Sunday, September 16, 2012

Aunt Belle's Rugelach: On Being Jewish for the Food

Rugelach
By most any measure, I'm not a particularly religious person. I understand and respect that these sorts of things have value for others (though I don't really get it when this value results in rioting and hurting people, but that's well beyond scope); it's just not for me at this point in my life. As one who was born Jewish and raised in an ostensibly* kosher home  with strong traditions around the holidays, though, I confess that I really do like the food.

In a previous post right around when she passed away, I mentioned Aunt Belle. To refresh briefly, she was: technically my great aunt, 95 years old when she died, and an industrious baker for family holiday celebrations for the entire time that I knew her. One of the few things I ever baked with Aunt Belle was rugelach, which were one of my favorite holiday treats and something I wanted to be sure I learned how to do myself. For the uninitiated out there, rugelach are (I presume) a traditional Eastern European Jewish dessert. They typically have a flaky, not very sweet dough of some sort that's filled with some combination of fruit (dried or jam), nuts, cinnamon, sugar and/or perhaps some chocolate.

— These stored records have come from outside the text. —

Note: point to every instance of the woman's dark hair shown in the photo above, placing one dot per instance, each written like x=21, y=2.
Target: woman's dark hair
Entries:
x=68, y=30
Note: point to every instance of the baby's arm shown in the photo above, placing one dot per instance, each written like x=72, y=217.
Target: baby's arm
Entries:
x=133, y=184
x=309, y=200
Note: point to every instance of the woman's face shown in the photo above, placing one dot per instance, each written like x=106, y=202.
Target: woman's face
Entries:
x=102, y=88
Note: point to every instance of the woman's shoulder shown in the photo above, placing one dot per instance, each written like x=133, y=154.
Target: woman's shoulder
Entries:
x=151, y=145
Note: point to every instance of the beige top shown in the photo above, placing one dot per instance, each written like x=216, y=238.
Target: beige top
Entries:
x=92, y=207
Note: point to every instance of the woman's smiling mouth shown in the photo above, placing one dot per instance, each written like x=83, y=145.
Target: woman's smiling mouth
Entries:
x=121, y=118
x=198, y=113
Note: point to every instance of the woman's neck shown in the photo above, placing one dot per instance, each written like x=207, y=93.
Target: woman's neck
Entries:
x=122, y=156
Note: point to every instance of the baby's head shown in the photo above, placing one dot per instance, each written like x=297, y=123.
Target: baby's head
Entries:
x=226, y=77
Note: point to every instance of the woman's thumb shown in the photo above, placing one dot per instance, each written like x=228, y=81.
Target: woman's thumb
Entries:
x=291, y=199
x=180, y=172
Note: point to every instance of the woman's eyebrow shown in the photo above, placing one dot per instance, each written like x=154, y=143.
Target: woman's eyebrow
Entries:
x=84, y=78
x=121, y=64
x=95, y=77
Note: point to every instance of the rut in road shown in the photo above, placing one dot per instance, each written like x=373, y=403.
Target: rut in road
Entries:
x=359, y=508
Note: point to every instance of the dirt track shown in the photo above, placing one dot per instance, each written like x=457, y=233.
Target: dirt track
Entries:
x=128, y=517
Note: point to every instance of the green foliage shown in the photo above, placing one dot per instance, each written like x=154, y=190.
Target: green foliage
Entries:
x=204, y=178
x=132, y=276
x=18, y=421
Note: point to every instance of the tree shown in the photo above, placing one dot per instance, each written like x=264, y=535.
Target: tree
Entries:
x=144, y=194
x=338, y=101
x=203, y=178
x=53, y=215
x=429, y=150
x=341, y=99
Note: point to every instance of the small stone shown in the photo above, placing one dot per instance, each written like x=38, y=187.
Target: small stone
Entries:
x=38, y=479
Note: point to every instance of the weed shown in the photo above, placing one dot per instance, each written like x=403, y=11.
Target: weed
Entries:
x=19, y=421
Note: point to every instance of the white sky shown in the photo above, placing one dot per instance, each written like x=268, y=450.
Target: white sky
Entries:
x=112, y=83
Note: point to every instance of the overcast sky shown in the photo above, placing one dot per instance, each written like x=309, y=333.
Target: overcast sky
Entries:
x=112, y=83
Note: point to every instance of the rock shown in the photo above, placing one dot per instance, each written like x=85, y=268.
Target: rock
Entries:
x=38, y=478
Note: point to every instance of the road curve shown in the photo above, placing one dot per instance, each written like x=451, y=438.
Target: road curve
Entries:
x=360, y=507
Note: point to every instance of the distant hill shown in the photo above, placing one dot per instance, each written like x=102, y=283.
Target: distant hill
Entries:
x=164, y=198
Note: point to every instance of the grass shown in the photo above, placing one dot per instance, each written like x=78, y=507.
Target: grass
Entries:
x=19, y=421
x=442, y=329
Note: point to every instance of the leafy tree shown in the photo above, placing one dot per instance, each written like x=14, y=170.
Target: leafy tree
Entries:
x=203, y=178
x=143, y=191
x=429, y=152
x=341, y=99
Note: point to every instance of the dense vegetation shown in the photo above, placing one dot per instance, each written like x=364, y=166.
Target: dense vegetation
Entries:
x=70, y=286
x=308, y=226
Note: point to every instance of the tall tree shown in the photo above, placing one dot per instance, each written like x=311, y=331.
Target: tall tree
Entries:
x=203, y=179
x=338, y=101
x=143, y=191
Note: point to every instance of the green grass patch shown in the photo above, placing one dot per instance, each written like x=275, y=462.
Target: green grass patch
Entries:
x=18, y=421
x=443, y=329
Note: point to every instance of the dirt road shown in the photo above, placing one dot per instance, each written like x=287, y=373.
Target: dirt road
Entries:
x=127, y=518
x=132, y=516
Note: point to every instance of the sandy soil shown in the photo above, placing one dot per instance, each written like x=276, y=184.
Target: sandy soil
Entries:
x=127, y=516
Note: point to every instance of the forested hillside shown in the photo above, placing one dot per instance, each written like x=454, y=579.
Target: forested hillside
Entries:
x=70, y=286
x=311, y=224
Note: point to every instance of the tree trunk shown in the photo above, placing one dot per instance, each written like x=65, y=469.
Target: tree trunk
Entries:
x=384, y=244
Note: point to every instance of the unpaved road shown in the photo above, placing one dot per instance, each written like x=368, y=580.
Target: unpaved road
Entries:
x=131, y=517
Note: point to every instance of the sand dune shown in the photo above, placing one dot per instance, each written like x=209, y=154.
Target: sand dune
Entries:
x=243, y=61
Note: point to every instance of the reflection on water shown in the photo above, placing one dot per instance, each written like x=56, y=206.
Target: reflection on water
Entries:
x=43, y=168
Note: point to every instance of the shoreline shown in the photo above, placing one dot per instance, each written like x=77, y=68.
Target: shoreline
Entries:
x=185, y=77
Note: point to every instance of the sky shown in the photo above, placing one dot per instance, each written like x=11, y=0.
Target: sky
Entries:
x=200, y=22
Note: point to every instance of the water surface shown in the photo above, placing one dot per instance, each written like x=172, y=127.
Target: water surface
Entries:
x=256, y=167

So about 15 years ago, I asked Aunt Belle if she would show me how to make rugelach. I went over to her house one afternoon, and we made these together. I've made them several times since then, but figured they'd be particularly appropriate to bring to Rosh Hashanah dinner with my Chicago cousins. And also a good recipe to share with you, my dear readers.

Lots of butter...what could be
bad here? 
To be fair, this recipe is not unique to Aunt Belle. She had it copied out of a newspaper, I think. And it's really similar to others I've seen in cookbooks. But I think of it as her recipe, and so can you.

For a treat that's very rich and flaky, these are actually fairly simple to make and pretty forgiving. They are not heart- or otherwise healthy in any way shape or form, however, so be warned now. Except perhaps for mental health. I can assure you that eating several is very good for that.

Dough is ready!
To make the dough, simply mix 1/4 teaspoon of salt with 2 cups of flour in the food processor. Once combined, add 1/2 pound (2 sticks) of slightly softened butter, each cut into quarters; and 1/2 pound (1 brick) of slightly softened cream cheese. Process in pulses until it's all combined and forms several large chunks. Over-mixing is the only mistake I've ever made with these, and it resulted in a sticky dough that was impossible to work with.

Once the dough is made, divide it into 4 equally-sized chunks. Wrap each one in plastic wrap, and refrigerate for at least an hour. (At this point when I made these with Aunt Belle, she offered me a can of Vernors and took me into the living room to, after much subtle inquiry about my social life, ask if I'd like her to set me up with any of her friends' granddaughters. I suggest that you find something similarly engaging to do while you wait for the dough to chill.)

While the dough is chilling, sort out how you're going to fill the rugelach. There's no sugar in the dough, so something sweet is essential. I usually use a mix of sugar (1/4 cup) and cinnamon (one teaspoon), plus some raspberry jam and chocolate chips. If I'm not baking for a nut-allergic crowd, I add some chopped walnuts (maybe 1/2 cup?).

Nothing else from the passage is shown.